New Brunswick hopes cannabis can help drive rural economic recovery
Economically struggling province hopes growing industry will create 3,000 jobs within 5 years
There is still much uncertainty about how much money provinces actually stand to make from legal cannabis, but in parts of rural New Brunswick, legalization has already helped to revitalize the economy.
In Atholville, a village with a population of just over 3,000, the arrival of cannabis giant Zenabis has given the struggling community a new lease on life.
Atholville was a typical northern New Brunswick village. Bleak job prospects led to a declining and aging population, as young people moved elsewhere in the province, or out west in search of better opportunities.
The area saw one of the sharpest population declines in the country between the last two censuses — close to 10 per cent.
That is until Zenabis, one of the largest cannabis producers in Canada, bought a facility in the village in 2014.
An affordable space had been left vacant by an old textile factory that shut down.
The new growing facility brought young people like Montana Alexander Metallic back to their hometown.
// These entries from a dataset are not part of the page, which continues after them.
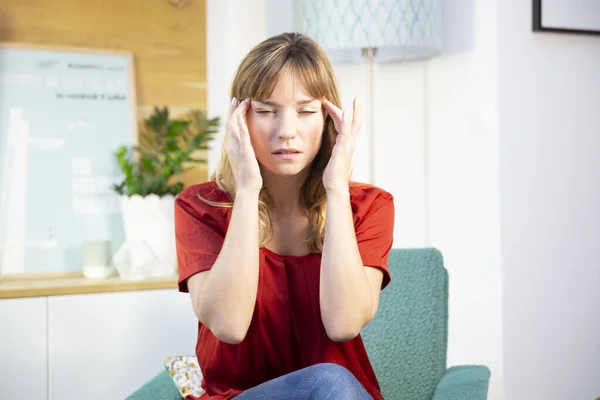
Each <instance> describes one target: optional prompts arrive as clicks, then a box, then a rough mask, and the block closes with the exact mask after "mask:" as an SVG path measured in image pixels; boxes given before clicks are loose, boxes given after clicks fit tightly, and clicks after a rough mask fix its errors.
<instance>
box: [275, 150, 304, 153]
mask: <svg viewBox="0 0 600 400" xmlns="http://www.w3.org/2000/svg"><path fill="white" fill-rule="evenodd" d="M299 153H301V151H300V150H296V149H277V150H275V151H274V152H273V154H299Z"/></svg>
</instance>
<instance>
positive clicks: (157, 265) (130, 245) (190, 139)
mask: <svg viewBox="0 0 600 400" xmlns="http://www.w3.org/2000/svg"><path fill="white" fill-rule="evenodd" d="M218 126H219V119H218V118H213V119H207V118H206V117H205V116H204V114H203V113H202V112H201V111H199V110H193V111H190V112H188V113H187V114H186V115H185V116H183V117H181V118H172V117H171V116H170V115H169V110H168V109H167V108H166V107H164V108H162V109H161V108H158V107H155V108H154V111H153V113H152V114H151V115H150V116H149V117H148V118H146V119H145V120H144V126H143V128H142V130H141V132H140V136H139V137H140V145H138V146H131V147H127V146H121V147H119V148H118V149H117V150H116V151H115V153H114V156H115V159H116V161H117V163H118V165H119V167H120V169H121V172H122V173H123V178H122V180H120V181H119V182H118V183H115V184H114V185H113V190H115V191H116V192H117V193H118V194H120V195H121V210H122V213H123V223H124V229H125V244H124V245H123V246H122V247H121V249H119V251H117V253H116V254H115V257H114V262H115V266H116V267H117V270H118V271H119V274H120V275H121V277H122V278H123V279H143V278H148V277H156V276H171V275H174V274H175V272H176V265H177V256H176V252H175V234H174V220H173V213H174V200H175V197H177V195H178V194H179V193H181V191H182V190H183V189H184V184H183V183H182V182H181V180H180V178H181V175H182V174H183V173H184V172H185V171H186V170H187V169H189V168H193V167H194V164H198V163H202V164H204V163H206V162H207V161H206V159H204V158H201V157H200V156H199V155H198V153H199V151H201V150H207V149H208V143H209V142H210V141H211V140H212V139H213V137H214V134H215V133H216V132H217V129H218Z"/></svg>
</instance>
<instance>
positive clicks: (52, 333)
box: [48, 290, 197, 400]
mask: <svg viewBox="0 0 600 400" xmlns="http://www.w3.org/2000/svg"><path fill="white" fill-rule="evenodd" d="M48 302H49V304H48V306H49V307H48V309H49V313H48V333H49V365H50V371H49V379H50V386H49V399H50V400H68V399H81V398H85V399H87V400H94V399H99V400H100V399H102V400H106V399H124V398H125V397H126V396H127V395H129V394H131V393H132V392H134V391H135V390H136V389H137V388H138V387H140V386H142V385H143V384H144V383H145V382H147V381H148V380H149V379H151V378H152V377H153V376H154V375H156V374H157V373H158V372H160V370H161V369H162V368H164V367H163V361H164V359H165V357H168V356H173V355H187V354H193V353H194V349H195V344H196V333H197V320H196V319H195V316H194V313H193V311H192V306H191V302H190V298H189V295H188V294H182V293H178V292H177V291H175V290H151V291H136V292H120V293H102V294H89V295H72V296H55V297H50V298H48Z"/></svg>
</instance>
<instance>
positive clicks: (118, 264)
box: [113, 194, 177, 279]
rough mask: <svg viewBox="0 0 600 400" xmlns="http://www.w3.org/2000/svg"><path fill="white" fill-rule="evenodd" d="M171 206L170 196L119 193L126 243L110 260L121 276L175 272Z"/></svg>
mask: <svg viewBox="0 0 600 400" xmlns="http://www.w3.org/2000/svg"><path fill="white" fill-rule="evenodd" d="M174 205H175V197H174V196H172V195H168V196H162V197H158V196H157V195H154V194H153V195H149V196H146V197H142V196H139V195H133V196H131V197H129V196H121V210H122V213H123V223H124V228H125V244H124V245H123V246H122V247H121V249H119V251H117V253H116V254H115V257H114V260H113V261H114V263H115V266H116V268H117V271H118V272H119V275H120V276H121V278H122V279H145V278H150V277H165V276H174V275H175V274H176V270H177V252H176V249H175V221H174Z"/></svg>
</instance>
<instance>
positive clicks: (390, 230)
mask: <svg viewBox="0 0 600 400" xmlns="http://www.w3.org/2000/svg"><path fill="white" fill-rule="evenodd" d="M373 189H376V190H373V192H372V193H370V194H368V195H366V196H364V197H363V200H362V201H361V203H362V204H359V205H358V207H357V214H360V215H357V216H356V217H357V218H355V221H356V222H355V226H354V229H355V232H356V242H357V244H358V251H359V253H360V256H361V259H362V262H363V265H364V266H366V267H374V268H378V269H380V270H381V271H382V272H383V282H382V285H381V288H382V289H383V288H385V287H386V286H387V285H388V284H389V283H390V281H391V276H390V272H389V269H388V255H389V253H390V250H391V249H392V244H393V236H394V198H393V196H392V195H391V194H389V193H387V192H385V191H383V190H381V189H377V188H373Z"/></svg>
"We all left for school," said Metallic.
"And then we all came back for work. Very rarely you hear that — coming from around here. Usually you go out to work, and then you're off. You come home for the holidays."
The recent university graduate with a double major in chemistry and mathematics was hired as a quality assurance associate for Zenabis in January.
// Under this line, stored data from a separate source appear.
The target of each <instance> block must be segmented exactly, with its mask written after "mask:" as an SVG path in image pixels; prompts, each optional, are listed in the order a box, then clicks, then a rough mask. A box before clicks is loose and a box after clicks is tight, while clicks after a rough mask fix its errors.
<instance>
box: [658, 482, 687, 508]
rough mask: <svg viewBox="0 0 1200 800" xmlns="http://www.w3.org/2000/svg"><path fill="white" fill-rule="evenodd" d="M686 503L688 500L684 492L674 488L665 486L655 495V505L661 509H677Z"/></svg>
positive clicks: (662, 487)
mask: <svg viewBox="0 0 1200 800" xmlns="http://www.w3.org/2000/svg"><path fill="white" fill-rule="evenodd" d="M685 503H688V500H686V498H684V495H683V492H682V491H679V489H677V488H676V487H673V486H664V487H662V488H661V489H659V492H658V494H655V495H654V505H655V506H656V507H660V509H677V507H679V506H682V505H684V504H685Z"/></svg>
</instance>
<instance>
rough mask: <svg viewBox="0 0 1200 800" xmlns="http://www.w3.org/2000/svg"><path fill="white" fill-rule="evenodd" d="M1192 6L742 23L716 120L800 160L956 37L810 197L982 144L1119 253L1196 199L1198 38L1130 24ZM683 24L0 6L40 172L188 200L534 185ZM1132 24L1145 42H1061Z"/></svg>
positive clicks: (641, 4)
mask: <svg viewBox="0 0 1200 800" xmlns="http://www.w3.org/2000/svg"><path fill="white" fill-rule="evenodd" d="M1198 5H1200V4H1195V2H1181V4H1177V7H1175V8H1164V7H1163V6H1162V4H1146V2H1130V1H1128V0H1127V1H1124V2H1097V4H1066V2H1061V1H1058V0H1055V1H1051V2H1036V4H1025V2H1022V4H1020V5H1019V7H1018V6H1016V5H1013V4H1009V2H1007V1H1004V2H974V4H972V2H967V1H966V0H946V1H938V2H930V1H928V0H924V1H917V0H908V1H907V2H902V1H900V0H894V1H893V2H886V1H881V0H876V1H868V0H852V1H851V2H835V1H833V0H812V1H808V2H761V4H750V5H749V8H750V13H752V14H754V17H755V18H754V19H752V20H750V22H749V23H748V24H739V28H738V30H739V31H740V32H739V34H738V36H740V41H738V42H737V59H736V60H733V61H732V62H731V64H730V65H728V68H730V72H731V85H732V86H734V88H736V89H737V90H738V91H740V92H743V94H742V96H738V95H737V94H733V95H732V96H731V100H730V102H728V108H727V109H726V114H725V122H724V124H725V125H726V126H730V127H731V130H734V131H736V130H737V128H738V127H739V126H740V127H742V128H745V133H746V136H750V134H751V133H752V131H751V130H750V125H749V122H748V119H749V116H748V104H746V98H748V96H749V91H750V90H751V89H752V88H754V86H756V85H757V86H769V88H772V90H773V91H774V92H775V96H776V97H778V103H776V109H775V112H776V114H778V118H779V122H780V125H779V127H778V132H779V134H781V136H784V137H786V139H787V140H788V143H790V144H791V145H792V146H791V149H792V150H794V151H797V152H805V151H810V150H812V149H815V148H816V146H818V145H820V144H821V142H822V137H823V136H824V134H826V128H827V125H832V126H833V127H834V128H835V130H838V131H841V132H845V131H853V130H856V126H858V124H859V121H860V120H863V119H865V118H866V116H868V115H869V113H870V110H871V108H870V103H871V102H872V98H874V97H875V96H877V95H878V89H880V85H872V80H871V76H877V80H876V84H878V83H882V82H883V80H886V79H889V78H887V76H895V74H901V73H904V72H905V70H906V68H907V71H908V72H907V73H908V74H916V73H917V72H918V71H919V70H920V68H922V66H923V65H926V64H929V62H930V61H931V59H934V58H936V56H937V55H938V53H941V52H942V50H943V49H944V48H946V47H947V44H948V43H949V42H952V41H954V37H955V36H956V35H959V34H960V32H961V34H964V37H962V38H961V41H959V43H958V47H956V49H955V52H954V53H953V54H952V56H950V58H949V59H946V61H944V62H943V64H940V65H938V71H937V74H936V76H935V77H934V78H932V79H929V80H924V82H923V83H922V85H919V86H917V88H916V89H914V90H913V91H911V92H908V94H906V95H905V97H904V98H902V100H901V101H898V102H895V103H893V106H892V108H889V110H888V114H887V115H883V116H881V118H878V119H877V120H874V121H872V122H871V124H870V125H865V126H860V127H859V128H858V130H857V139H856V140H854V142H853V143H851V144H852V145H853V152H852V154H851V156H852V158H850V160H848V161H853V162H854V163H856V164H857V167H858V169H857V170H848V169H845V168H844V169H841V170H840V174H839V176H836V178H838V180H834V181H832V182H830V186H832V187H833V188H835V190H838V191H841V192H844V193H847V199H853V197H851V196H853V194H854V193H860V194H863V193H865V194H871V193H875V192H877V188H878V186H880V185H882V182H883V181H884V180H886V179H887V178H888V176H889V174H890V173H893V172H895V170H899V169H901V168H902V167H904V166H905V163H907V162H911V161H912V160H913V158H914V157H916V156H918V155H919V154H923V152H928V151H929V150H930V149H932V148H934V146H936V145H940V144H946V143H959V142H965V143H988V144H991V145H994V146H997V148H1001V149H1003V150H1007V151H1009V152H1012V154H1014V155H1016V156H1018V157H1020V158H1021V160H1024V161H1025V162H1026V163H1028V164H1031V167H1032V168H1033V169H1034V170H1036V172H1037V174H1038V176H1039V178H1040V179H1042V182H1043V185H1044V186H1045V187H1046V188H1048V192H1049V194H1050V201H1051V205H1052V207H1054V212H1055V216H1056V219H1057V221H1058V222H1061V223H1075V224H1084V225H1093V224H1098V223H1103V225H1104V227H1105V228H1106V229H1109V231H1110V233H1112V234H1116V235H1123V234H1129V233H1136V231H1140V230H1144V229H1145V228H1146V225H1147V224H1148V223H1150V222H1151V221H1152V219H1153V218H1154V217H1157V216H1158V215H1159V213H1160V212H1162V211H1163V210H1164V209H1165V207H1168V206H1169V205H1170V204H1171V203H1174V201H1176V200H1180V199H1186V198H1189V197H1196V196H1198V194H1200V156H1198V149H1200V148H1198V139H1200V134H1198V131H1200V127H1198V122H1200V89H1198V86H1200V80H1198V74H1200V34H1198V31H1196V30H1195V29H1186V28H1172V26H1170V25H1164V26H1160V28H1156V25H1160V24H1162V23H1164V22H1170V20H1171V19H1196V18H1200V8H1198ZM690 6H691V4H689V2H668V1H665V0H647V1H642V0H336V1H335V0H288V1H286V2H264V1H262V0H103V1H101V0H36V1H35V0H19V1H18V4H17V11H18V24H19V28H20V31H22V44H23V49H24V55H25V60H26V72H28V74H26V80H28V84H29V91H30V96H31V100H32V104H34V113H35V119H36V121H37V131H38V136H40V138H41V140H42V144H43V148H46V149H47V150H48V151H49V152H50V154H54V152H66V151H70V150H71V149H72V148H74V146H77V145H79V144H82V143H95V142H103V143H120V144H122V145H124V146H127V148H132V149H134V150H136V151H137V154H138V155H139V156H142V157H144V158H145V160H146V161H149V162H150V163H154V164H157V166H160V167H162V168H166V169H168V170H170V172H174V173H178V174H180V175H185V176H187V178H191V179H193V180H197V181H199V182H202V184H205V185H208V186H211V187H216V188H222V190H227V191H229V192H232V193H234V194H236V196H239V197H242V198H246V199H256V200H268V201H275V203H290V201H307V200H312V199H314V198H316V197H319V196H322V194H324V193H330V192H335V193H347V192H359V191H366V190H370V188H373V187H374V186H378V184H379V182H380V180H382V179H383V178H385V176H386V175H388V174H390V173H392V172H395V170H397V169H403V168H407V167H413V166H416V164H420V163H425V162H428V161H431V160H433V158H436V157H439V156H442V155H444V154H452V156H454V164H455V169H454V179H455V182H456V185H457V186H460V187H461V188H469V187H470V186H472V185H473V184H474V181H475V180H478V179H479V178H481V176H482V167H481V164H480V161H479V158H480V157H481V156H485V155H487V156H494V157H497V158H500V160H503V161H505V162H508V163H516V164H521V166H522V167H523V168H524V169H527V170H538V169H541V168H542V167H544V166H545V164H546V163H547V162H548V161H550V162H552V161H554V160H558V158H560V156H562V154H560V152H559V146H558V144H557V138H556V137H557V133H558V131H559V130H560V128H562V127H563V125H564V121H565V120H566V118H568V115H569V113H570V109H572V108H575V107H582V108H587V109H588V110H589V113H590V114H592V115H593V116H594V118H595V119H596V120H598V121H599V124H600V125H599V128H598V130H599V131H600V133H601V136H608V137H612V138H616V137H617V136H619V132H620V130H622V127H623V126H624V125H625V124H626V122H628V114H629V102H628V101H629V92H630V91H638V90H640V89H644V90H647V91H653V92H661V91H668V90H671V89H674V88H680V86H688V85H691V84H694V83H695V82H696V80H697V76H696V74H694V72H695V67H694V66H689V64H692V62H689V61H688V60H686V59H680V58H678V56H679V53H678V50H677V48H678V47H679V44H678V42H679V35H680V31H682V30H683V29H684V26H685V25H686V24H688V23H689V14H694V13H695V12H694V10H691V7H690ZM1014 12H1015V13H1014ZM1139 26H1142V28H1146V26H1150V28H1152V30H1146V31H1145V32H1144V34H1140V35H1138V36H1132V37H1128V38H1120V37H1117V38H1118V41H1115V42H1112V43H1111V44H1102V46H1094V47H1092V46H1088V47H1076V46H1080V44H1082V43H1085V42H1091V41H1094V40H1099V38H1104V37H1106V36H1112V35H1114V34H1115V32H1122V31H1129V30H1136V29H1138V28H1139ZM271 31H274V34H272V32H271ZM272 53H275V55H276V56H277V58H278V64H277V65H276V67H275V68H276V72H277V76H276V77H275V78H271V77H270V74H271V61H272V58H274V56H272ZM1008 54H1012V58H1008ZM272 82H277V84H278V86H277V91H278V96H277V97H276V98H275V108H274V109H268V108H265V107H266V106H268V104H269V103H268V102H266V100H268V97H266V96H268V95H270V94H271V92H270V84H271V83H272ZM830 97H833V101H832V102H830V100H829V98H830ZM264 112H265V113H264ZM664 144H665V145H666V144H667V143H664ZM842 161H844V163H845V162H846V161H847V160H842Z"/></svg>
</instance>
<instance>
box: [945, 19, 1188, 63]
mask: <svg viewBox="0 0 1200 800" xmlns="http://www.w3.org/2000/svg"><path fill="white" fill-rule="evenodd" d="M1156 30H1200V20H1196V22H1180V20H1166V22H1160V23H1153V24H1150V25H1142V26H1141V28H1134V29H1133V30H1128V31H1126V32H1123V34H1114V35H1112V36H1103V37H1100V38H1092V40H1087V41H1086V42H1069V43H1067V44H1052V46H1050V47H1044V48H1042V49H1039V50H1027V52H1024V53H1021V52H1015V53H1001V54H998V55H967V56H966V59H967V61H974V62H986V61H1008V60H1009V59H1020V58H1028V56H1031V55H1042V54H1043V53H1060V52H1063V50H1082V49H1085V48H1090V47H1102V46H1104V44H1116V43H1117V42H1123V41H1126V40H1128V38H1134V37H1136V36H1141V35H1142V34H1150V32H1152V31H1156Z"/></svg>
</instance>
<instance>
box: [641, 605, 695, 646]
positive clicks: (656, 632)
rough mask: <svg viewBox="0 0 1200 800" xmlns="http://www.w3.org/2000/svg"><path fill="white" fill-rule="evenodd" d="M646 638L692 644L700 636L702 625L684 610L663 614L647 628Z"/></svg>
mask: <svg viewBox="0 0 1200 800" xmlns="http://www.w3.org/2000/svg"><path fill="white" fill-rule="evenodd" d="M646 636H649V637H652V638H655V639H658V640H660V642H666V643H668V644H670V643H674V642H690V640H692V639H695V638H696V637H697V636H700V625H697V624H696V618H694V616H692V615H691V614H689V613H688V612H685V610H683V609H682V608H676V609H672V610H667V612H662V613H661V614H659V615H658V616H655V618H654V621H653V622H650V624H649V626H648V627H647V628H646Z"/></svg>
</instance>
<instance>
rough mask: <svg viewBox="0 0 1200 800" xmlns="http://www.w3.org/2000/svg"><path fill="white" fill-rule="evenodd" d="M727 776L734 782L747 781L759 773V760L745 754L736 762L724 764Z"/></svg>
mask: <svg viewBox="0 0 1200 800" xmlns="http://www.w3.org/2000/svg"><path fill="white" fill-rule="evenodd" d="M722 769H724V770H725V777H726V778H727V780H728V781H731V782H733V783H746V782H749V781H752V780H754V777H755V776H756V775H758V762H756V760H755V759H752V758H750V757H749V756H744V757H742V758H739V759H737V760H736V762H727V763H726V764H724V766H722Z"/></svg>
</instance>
"I wanted to be able to do something with my degree," he said.
Locals fought to get the plant
Montana isn't the only one who came back to the region to work in the industry.
Zenabis went on a hiring spree after receiving its operating licence from Health Canada in August 2017.
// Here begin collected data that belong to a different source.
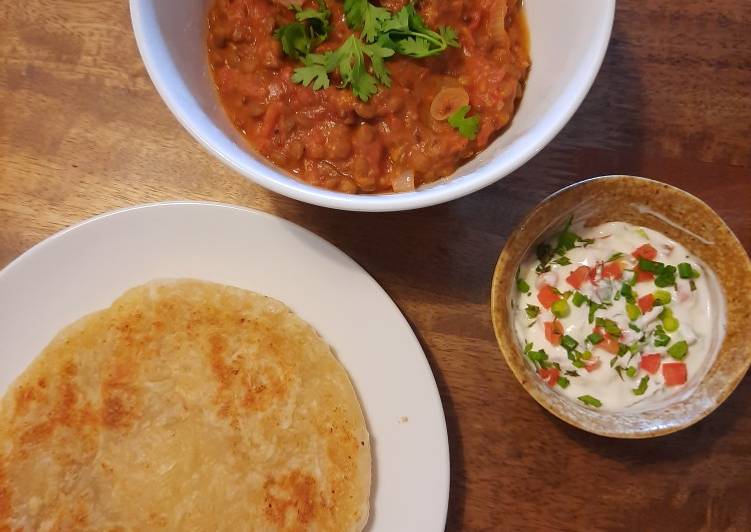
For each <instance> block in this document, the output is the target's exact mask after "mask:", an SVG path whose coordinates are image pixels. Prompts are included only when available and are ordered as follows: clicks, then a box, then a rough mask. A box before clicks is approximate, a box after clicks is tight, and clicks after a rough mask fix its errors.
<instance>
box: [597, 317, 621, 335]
mask: <svg viewBox="0 0 751 532" xmlns="http://www.w3.org/2000/svg"><path fill="white" fill-rule="evenodd" d="M595 324H596V325H597V326H598V327H602V328H603V329H605V332H607V333H608V334H609V335H611V336H615V337H619V336H621V334H622V333H621V328H620V327H618V324H617V323H616V322H614V321H613V320H610V319H607V318H597V319H596V320H595Z"/></svg>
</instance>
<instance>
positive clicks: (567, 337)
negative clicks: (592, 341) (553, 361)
mask: <svg viewBox="0 0 751 532" xmlns="http://www.w3.org/2000/svg"><path fill="white" fill-rule="evenodd" d="M561 345H562V346H563V348H564V349H566V350H567V351H571V350H572V349H576V346H577V345H579V342H577V341H576V340H574V339H573V338H571V337H570V336H569V335H568V334H567V335H565V336H564V337H563V338H561Z"/></svg>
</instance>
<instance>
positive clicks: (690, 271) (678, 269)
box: [678, 262, 699, 279]
mask: <svg viewBox="0 0 751 532" xmlns="http://www.w3.org/2000/svg"><path fill="white" fill-rule="evenodd" d="M678 275H679V276H680V278H681V279H695V278H696V277H699V272H698V271H696V270H694V269H693V267H692V266H691V265H690V264H689V263H688V262H681V263H680V264H679V265H678Z"/></svg>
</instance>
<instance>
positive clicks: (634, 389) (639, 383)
mask: <svg viewBox="0 0 751 532" xmlns="http://www.w3.org/2000/svg"><path fill="white" fill-rule="evenodd" d="M648 383H649V377H648V376H647V375H645V376H644V377H642V378H641V380H640V381H639V386H637V387H636V388H634V389H632V390H631V391H632V392H633V393H634V395H644V392H646V391H647V385H648Z"/></svg>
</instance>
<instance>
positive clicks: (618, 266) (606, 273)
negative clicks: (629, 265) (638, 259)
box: [602, 260, 623, 279]
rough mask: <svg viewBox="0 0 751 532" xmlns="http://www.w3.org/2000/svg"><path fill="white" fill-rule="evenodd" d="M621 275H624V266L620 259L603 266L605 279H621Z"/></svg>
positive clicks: (603, 273)
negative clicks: (617, 260)
mask: <svg viewBox="0 0 751 532" xmlns="http://www.w3.org/2000/svg"><path fill="white" fill-rule="evenodd" d="M621 277H623V266H621V263H620V261H617V260H614V261H612V262H608V263H607V264H605V266H603V267H602V278H603V279H620V278H621Z"/></svg>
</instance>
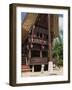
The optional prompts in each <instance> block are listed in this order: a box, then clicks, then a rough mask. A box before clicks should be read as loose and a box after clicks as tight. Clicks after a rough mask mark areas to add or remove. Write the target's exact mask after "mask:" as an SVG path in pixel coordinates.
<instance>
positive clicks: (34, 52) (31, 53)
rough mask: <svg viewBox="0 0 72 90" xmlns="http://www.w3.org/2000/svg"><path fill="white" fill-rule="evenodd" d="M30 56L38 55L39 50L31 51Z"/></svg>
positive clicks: (39, 51) (39, 52) (39, 53)
mask: <svg viewBox="0 0 72 90" xmlns="http://www.w3.org/2000/svg"><path fill="white" fill-rule="evenodd" d="M31 57H40V51H34V50H33V51H31Z"/></svg>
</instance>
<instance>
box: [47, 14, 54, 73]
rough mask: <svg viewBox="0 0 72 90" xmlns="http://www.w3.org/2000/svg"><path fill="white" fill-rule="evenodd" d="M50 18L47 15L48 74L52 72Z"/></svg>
mask: <svg viewBox="0 0 72 90" xmlns="http://www.w3.org/2000/svg"><path fill="white" fill-rule="evenodd" d="M50 18H51V15H50V14H48V52H49V53H48V55H49V56H48V58H49V62H48V71H49V73H52V72H53V61H52V46H51V27H50V23H51V22H50Z"/></svg>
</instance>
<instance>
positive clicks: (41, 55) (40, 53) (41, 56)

In July, there were 60 people working at the plant. In less than three months, that number doubled to 120.
The company plans to eventually grow to 500 employees. It is currently only using a third of its available space.
It's a welcome reprieve in a region where the unemployment rate has consistently been the highest in the province.
Last month, it sat at 8.5 per cent. That still might seem high, but in a place where unemployment usually reaches the double digits, the new jobs have brought a sense of relief.
It didn't all happen overnight. Getting Zenabis to buy the building was one thing, but having the company receive its operating licence was another. The village fought every step of the way.
"We were losing a lot of industries — sawmills, paper mills, chemical mill. We kind of saw the urgency," said Michel Cormier, a local garage owner and who joined the lobbying effort to bring Zenabis to Atholville.
New Brunswick wants to be a leader
If cannabis changed the face of the small community, it's no coincidence.
New Brunswick was one of the first provinces to get on board when the Liberal government announced its plans to legalize marijuana.
The province — whose debt situation was likened to the Titanic — even listed cannabis as part of its economic growth plan.
"We see here in New Brunswick a lot of cost-competitive advantages as to why it could be done right here," said Premier Brian Gallant.
"We have a great workforce, we have real estate that is cheaper than many other jurisdictions across the country. We have a willingness to figure it out, and do whatever we can to bring some of the investments and jobs to our province."
The small province is home to two large cannabis growing facilities and a third is under construction.
Together they will produce 15,500 kilograms of marijuana per year to be sold in government-operated stores in New Brunswick.
But that will only be a small fraction of their production.
Facilities in New Brunswick will supply other provinces — Nova Scotia, Newfoundland, Prince Edward Island, Ontario, Manitoba, Alberta, British Columbia and the Yukon, and ship some of their medicinal marijuana internationally.
Zebanis weed will be sold in Europe, and marijuana from Moncton-based producer Organigram will travel all the way to Australia.
Organigram said as much as 86 per cent of its weed is destined for exports.
The province also announced two research chairs in marijuana, one at the University of New Brunswick and one at Saint Thomas University, hoping to solidify its position as an industry player.
"The main goal is to protect our youth from cannabis and ending the black market. But on the side of that, there is no doubt that we see an opportunity," said Gallant.
The province has allowed more stores per capita than its neighbours. With a population of about 760,000, New Brunswick has 20 provincially-run cannabis stores.
In comparison, neighbouring Quebec has 20 stores for a population of 8.4 million.
Six-hundred cannabis jobs have been created so far in New Brunswick, and another 3,000 are expected over the next five years, as production facilities plan to expand. Local officials believe filling those jobs could be a challenge.
The province expects to earn $45 million from cannabis in the first year after legalization, although much of that money will initially be used to cover start-up expenses related to opening new cannabis stores and employee training.